第50話

「従弟殿よ、君が言うフィリッパという娘の父親がここに居る帝国の間諜なのだよ」


 ピンクブロンドの髪の毛がカールした、公爵と同年齢にも見える壮年の男、領主代理の地位に就くエイナルが、先ほど足を撃たれた男を公爵の前まで連れてくる。


 連れて来られた男の翡翠色の瞳がフレドリカに向けられる事も、フィリッパに向けられる事もなく下を向いたまま固まっている。


「帝国の間諜は我が国を占領する前段階として、魅了の力を持つ子女を男爵家の養女として送り込んできたわけだ。その送り込まれたのがフレドリカ夫人であり、フレドリカ夫人と間諜の間に出来た娘がフィリッパ嬢となる」


「痛い!痛い!やめてよ!」


 公爵から引き離されたフィリッパは腕を掴まれると、竜胆の花のように膨らんだドレスの袖を肩上まで押し上げられる。そこに現れた黒々とした痣と、シャツの袖を引き上げて露出した男の腕の痣が全く同じ形をしていた。

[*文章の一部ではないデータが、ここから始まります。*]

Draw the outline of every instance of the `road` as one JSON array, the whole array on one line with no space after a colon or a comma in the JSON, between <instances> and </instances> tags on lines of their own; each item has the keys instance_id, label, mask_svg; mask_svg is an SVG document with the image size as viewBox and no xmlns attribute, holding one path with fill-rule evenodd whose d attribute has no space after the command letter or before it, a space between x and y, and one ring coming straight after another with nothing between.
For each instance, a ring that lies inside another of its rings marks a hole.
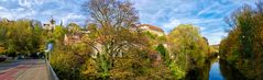
<instances>
[{"instance_id":1,"label":"road","mask_svg":"<svg viewBox=\"0 0 263 80\"><path fill-rule=\"evenodd\" d=\"M0 62L0 80L48 80L44 59Z\"/></svg>"}]
</instances>

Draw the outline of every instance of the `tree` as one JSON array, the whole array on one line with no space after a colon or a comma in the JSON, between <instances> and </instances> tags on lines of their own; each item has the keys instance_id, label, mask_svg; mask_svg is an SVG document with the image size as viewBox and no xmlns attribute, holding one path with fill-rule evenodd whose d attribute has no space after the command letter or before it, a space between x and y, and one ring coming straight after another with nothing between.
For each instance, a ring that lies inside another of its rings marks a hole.
<instances>
[{"instance_id":1,"label":"tree","mask_svg":"<svg viewBox=\"0 0 263 80\"><path fill-rule=\"evenodd\" d=\"M227 19L232 28L220 44L220 56L248 79L263 79L263 2L244 5ZM246 75L250 73L250 75Z\"/></svg>"}]
</instances>

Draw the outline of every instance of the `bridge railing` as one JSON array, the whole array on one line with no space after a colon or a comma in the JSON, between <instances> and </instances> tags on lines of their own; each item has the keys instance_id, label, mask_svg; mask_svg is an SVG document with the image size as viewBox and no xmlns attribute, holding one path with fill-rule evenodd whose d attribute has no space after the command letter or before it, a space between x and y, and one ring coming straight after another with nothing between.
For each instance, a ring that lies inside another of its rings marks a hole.
<instances>
[{"instance_id":1,"label":"bridge railing","mask_svg":"<svg viewBox=\"0 0 263 80\"><path fill-rule=\"evenodd\" d=\"M51 67L50 61L48 60L45 60L45 61L46 61L46 68L47 68L47 71L48 71L48 79L50 80L59 80L58 77L56 76L55 71Z\"/></svg>"}]
</instances>

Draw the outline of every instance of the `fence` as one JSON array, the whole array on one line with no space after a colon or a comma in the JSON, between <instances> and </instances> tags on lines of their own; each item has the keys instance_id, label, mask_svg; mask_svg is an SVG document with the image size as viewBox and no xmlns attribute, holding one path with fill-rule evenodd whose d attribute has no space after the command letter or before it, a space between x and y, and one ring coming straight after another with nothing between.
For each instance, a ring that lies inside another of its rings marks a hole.
<instances>
[{"instance_id":1,"label":"fence","mask_svg":"<svg viewBox=\"0 0 263 80\"><path fill-rule=\"evenodd\" d=\"M53 68L51 67L51 64L48 60L45 60L46 61L46 68L47 68L47 71L48 71L48 79L50 80L59 80L55 73L55 71L53 70Z\"/></svg>"}]
</instances>

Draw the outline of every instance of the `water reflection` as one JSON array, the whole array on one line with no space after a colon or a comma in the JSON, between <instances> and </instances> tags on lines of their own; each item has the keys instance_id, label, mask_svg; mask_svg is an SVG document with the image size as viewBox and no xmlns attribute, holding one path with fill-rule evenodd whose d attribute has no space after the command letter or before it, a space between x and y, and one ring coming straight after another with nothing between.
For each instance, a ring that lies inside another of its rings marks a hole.
<instances>
[{"instance_id":1,"label":"water reflection","mask_svg":"<svg viewBox=\"0 0 263 80\"><path fill-rule=\"evenodd\" d=\"M239 65L216 58L189 70L183 80L263 80L263 69L255 67L240 68Z\"/></svg>"},{"instance_id":2,"label":"water reflection","mask_svg":"<svg viewBox=\"0 0 263 80\"><path fill-rule=\"evenodd\" d=\"M209 71L209 80L223 80L223 77L220 71L219 61L213 62Z\"/></svg>"}]
</instances>

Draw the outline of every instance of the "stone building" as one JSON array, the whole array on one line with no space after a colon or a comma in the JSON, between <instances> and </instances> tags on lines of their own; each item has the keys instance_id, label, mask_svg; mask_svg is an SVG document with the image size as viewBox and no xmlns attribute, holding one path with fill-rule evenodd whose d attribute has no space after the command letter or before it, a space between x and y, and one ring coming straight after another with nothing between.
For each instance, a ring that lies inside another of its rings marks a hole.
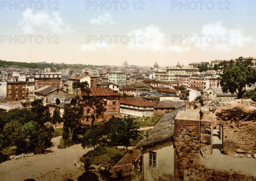
<instances>
[{"instance_id":1,"label":"stone building","mask_svg":"<svg viewBox=\"0 0 256 181\"><path fill-rule=\"evenodd\" d=\"M165 114L166 112L172 112L180 110L186 107L183 101L172 101L170 100L159 102L154 106L154 115Z\"/></svg>"},{"instance_id":2,"label":"stone building","mask_svg":"<svg viewBox=\"0 0 256 181\"><path fill-rule=\"evenodd\" d=\"M154 115L156 102L147 102L143 98L122 98L120 100L120 116L135 117Z\"/></svg>"},{"instance_id":3,"label":"stone building","mask_svg":"<svg viewBox=\"0 0 256 181\"><path fill-rule=\"evenodd\" d=\"M73 83L74 82L84 82L87 81L89 84L89 87L90 84L90 78L85 75L77 75L68 78L68 93L70 94L76 94L77 90L73 89ZM79 94L79 91L78 92Z\"/></svg>"},{"instance_id":4,"label":"stone building","mask_svg":"<svg viewBox=\"0 0 256 181\"><path fill-rule=\"evenodd\" d=\"M42 74L35 75L35 89L44 86L51 86L61 89L61 75L59 74Z\"/></svg>"},{"instance_id":5,"label":"stone building","mask_svg":"<svg viewBox=\"0 0 256 181\"><path fill-rule=\"evenodd\" d=\"M96 96L102 99L104 101L104 112L101 115L96 115L96 121L108 120L111 118L120 117L121 94L110 88L90 88L90 90L91 92L90 96ZM82 121L86 124L91 123L92 118L90 116L91 114L89 113L89 114L87 114L85 108L85 118Z\"/></svg>"},{"instance_id":6,"label":"stone building","mask_svg":"<svg viewBox=\"0 0 256 181\"><path fill-rule=\"evenodd\" d=\"M64 91L50 86L45 86L35 91L36 99L43 99L44 103L51 103L52 96L56 94L67 93Z\"/></svg>"}]
</instances>

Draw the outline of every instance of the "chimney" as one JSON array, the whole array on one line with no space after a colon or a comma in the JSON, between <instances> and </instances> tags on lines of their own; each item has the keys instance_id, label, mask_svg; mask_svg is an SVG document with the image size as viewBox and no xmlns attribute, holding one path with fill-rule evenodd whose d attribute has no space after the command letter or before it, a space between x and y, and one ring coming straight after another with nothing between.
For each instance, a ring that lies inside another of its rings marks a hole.
<instances>
[{"instance_id":1,"label":"chimney","mask_svg":"<svg viewBox=\"0 0 256 181\"><path fill-rule=\"evenodd\" d=\"M190 109L190 102L188 101L185 101L185 103L186 104L186 110L187 111Z\"/></svg>"},{"instance_id":2,"label":"chimney","mask_svg":"<svg viewBox=\"0 0 256 181\"><path fill-rule=\"evenodd\" d=\"M144 134L143 135L143 140L144 141L148 141L148 134L146 131L144 131Z\"/></svg>"}]
</instances>

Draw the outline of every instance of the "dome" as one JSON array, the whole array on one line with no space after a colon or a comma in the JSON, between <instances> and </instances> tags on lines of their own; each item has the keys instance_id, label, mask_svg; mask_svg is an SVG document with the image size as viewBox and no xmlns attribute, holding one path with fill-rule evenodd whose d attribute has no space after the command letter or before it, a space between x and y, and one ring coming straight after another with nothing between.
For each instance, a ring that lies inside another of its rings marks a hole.
<instances>
[{"instance_id":1,"label":"dome","mask_svg":"<svg viewBox=\"0 0 256 181\"><path fill-rule=\"evenodd\" d=\"M181 67L181 66L180 64L180 62L178 62L178 63L176 65L177 67Z\"/></svg>"},{"instance_id":2,"label":"dome","mask_svg":"<svg viewBox=\"0 0 256 181\"><path fill-rule=\"evenodd\" d=\"M127 63L126 60L125 60L125 61L124 63L124 66L128 66L128 63Z\"/></svg>"}]
</instances>

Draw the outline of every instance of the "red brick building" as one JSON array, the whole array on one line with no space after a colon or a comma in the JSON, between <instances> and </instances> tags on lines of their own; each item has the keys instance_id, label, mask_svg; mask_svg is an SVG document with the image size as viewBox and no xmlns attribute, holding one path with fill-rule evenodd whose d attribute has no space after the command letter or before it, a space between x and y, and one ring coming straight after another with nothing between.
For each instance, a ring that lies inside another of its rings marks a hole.
<instances>
[{"instance_id":1,"label":"red brick building","mask_svg":"<svg viewBox=\"0 0 256 181\"><path fill-rule=\"evenodd\" d=\"M35 87L36 90L47 86L61 89L61 75L57 74L35 75Z\"/></svg>"},{"instance_id":2,"label":"red brick building","mask_svg":"<svg viewBox=\"0 0 256 181\"><path fill-rule=\"evenodd\" d=\"M104 112L100 116L96 115L95 121L108 120L111 118L120 117L120 98L121 94L110 88L96 88L90 89L90 96L96 96L104 101ZM91 114L87 115L85 112L85 119L82 121L87 124L91 123L92 119Z\"/></svg>"},{"instance_id":3,"label":"red brick building","mask_svg":"<svg viewBox=\"0 0 256 181\"><path fill-rule=\"evenodd\" d=\"M183 101L172 101L166 100L159 102L154 106L154 114L165 114L166 112L172 112L186 107Z\"/></svg>"}]
</instances>

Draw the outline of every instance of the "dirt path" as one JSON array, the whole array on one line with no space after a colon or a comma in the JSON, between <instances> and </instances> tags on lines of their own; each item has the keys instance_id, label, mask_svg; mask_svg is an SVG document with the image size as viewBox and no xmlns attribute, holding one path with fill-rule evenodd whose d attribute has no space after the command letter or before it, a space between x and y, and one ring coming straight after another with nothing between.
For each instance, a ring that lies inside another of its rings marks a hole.
<instances>
[{"instance_id":1,"label":"dirt path","mask_svg":"<svg viewBox=\"0 0 256 181\"><path fill-rule=\"evenodd\" d=\"M76 180L84 172L73 164L84 154L93 148L83 149L81 144L66 149L58 149L61 136L52 139L52 147L44 154L9 161L0 164L0 180L24 181L34 178L36 181Z\"/></svg>"}]
</instances>

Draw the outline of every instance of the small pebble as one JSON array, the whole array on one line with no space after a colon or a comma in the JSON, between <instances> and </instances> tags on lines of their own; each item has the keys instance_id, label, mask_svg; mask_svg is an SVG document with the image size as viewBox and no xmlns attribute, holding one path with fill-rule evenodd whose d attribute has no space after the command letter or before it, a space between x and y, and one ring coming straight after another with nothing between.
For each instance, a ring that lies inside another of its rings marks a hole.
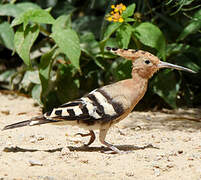
<instances>
[{"instance_id":1,"label":"small pebble","mask_svg":"<svg viewBox=\"0 0 201 180\"><path fill-rule=\"evenodd\" d=\"M29 160L30 166L43 166L43 164L38 160Z\"/></svg>"},{"instance_id":2,"label":"small pebble","mask_svg":"<svg viewBox=\"0 0 201 180\"><path fill-rule=\"evenodd\" d=\"M182 154L184 151L183 150L179 150L178 151L178 154Z\"/></svg>"},{"instance_id":3,"label":"small pebble","mask_svg":"<svg viewBox=\"0 0 201 180\"><path fill-rule=\"evenodd\" d=\"M159 169L154 169L154 175L155 176L160 176L160 170Z\"/></svg>"},{"instance_id":4,"label":"small pebble","mask_svg":"<svg viewBox=\"0 0 201 180\"><path fill-rule=\"evenodd\" d=\"M36 138L34 138L34 137L31 138L31 139L30 139L30 142L31 142L31 143L35 143L35 142L36 142Z\"/></svg>"},{"instance_id":5,"label":"small pebble","mask_svg":"<svg viewBox=\"0 0 201 180\"><path fill-rule=\"evenodd\" d=\"M65 156L65 155L68 155L68 154L70 154L71 152L70 152L70 149L68 148L68 147L64 147L64 148L62 148L62 150L61 150L61 155L62 156Z\"/></svg>"}]
</instances>

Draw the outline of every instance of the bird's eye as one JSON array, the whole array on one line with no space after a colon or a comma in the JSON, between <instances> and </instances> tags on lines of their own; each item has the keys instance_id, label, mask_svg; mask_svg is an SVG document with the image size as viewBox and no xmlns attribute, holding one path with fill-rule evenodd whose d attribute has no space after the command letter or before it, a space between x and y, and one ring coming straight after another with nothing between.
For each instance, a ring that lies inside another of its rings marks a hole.
<instances>
[{"instance_id":1,"label":"bird's eye","mask_svg":"<svg viewBox=\"0 0 201 180\"><path fill-rule=\"evenodd\" d=\"M150 64L150 60L145 60L145 64Z\"/></svg>"}]
</instances>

「髪色と瞳の色が同系色ゆえ自分の子と思い込んだのだろうが、この痣の形まで見れば全てを判ずる事が出来ただろう?公爵、貴様は帝国の手先となって我が国を破滅の淵まで引き込んでしまったのだ」


 エルランドが手を挙げると、ホールの扉という扉が開いて、王国軍の兵士が雪崩れ込むように侵入してきた。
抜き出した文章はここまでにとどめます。